More than half of CEOs will have a senior “digital” leader role in their staff by the end of 2015, according to the 2014 CEO and Senior Executive Survey by Gartner. Gartner said that by 2017, one-third of large enterprises engaging in digital business models and activities will also have a digital risk officer (DRO) role or equivalent.
By 2020, 60 percent of digital businesses will suffer major service failures due to the inability of the IT security team to manage digital risk in new technology and use cases. IT, operational technology (OT), the Internet of Things (IoT) and physical security technologies will have interdependencies that require a risk-based approach to governance and management. Digital risk management is the next evolution in enterprise risk and security for digital businesses that are expanding the scope of technologies requiring protection.
“Digital risk officers will require a mix of business acumen and understanding with sufficient technical knowledge to assess and make recommendations for appropriately addressing digital business risk,” said Paul Proctor, vice president and distinguished analyst at Gartner. “Many traditional security officers will change their titles to digital risk and security officers, but without material change in their scope, mandate, and skills they will not fulfill this role in its entirety.”
The mandate and scope of a DRO is very different than a chief information security officer (CISO) and in many organizations the CISO role will continue with similar scope as in 2014. The DRO will report to a senior executive role outside of IT such as the chief risk officer, chief digital officer or the chief operating officer. They will manage risk at an executive level across digital business units working directly with peers in legal, privacy, compliance, digital marketing, digital sales and digital operations.
The IT security role remains relevant and vital. However, many CISOs will evolve into DROs as they begin to own or form effective partnerships with digital security teams managing other forms of technology. IT security leaders may continue with their assigned responsibilities that report to the DRO. As physical security management becomes increasingly digital, this will include the physical security teams as well.
The impact of this new structure of digital risk governance and management on IT and IT security operations is expected to be minimal, particularly in those enterprises that have already appointed a chief risk officer. However, the potential impact on the culture of IT and IT security teams is major.
IT, OT, IoT and physical security form a new superset of technology that challenges the ability of existing organizational structures, skill sets and tools to consistently and adequately assess, define and manage technology risks. Simply expanding the portfolio of the existing IT security team to include technology risk for all Internet-aware technology is not viable.
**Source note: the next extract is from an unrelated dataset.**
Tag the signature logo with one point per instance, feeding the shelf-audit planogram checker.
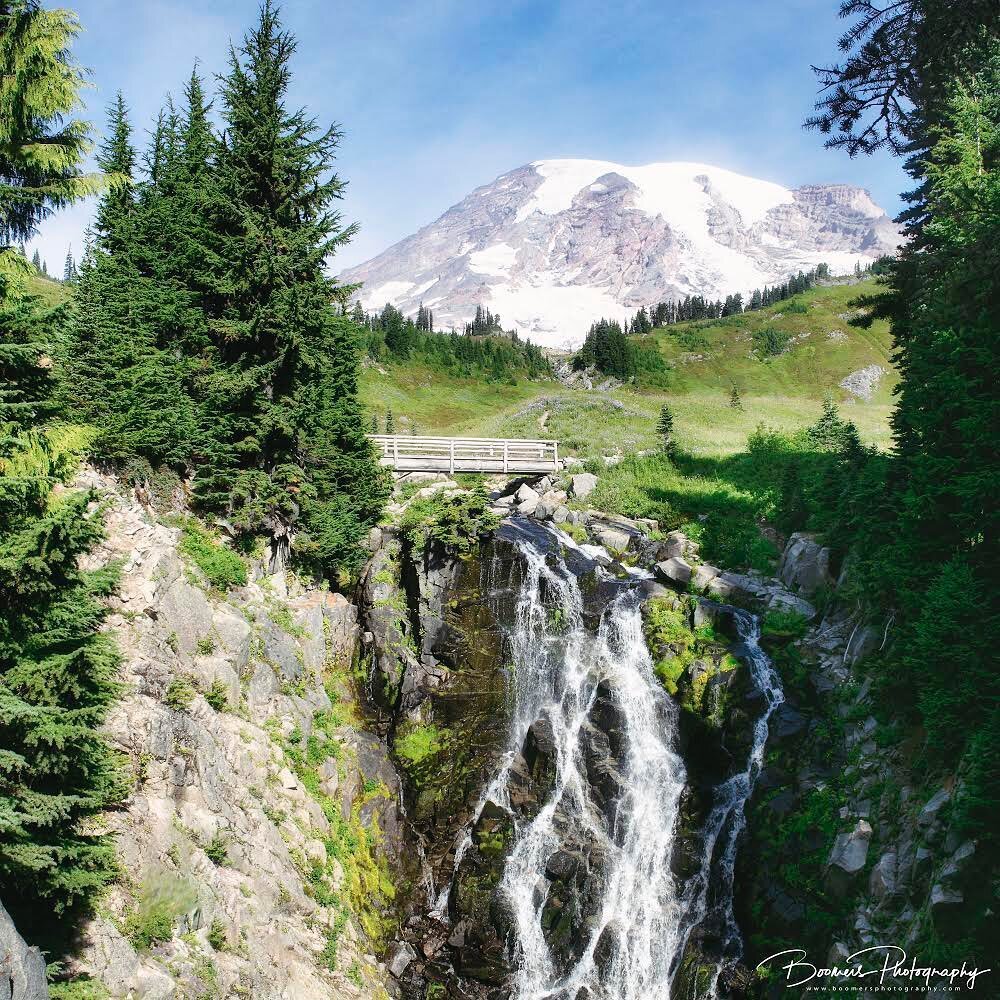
(895, 966)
New and existing technology managed outside of the IT organization requires skills and tools beyond the competence of the IT security team in its current responsibilities, and the teams currently involved in management of these technologies are culturally distinct from the IT organization.
A consistent, unified approach to digital risk at the enterprise level has the potential to deliver cost efficiencies and greater risk assurance for business processes than the fragmented approach currently in place at most enterprises. Development of a digital risk management capability requires deconstruction and re-engineering of current organizational structures and allocations of responsibility as well as the development of new capabilities in security and risk assessment, monitoring, analysis and control.
“By 2019, the new digital risk concept will become the default approach for technology risk management,” said Mr. Proctor. “Digital risk officers will influence governance, oversight and decision making related to digital business. This role will explicitly work with non-IT executives in various capacities to better understand digital business risk and facilitate a balance between the need to protect the organization and the need to run the business. However, the cultural gap between IT and non-IT decision makers presents a significant challenge. Many executives believe technology — and therefore technology-related risk — is a technical problem, handled by technical people, buried in IT. If this gap is not bridged effectively, technology and consequent business risk will hit inappropriate levels and there will be no visibility or governance process to check this risk.”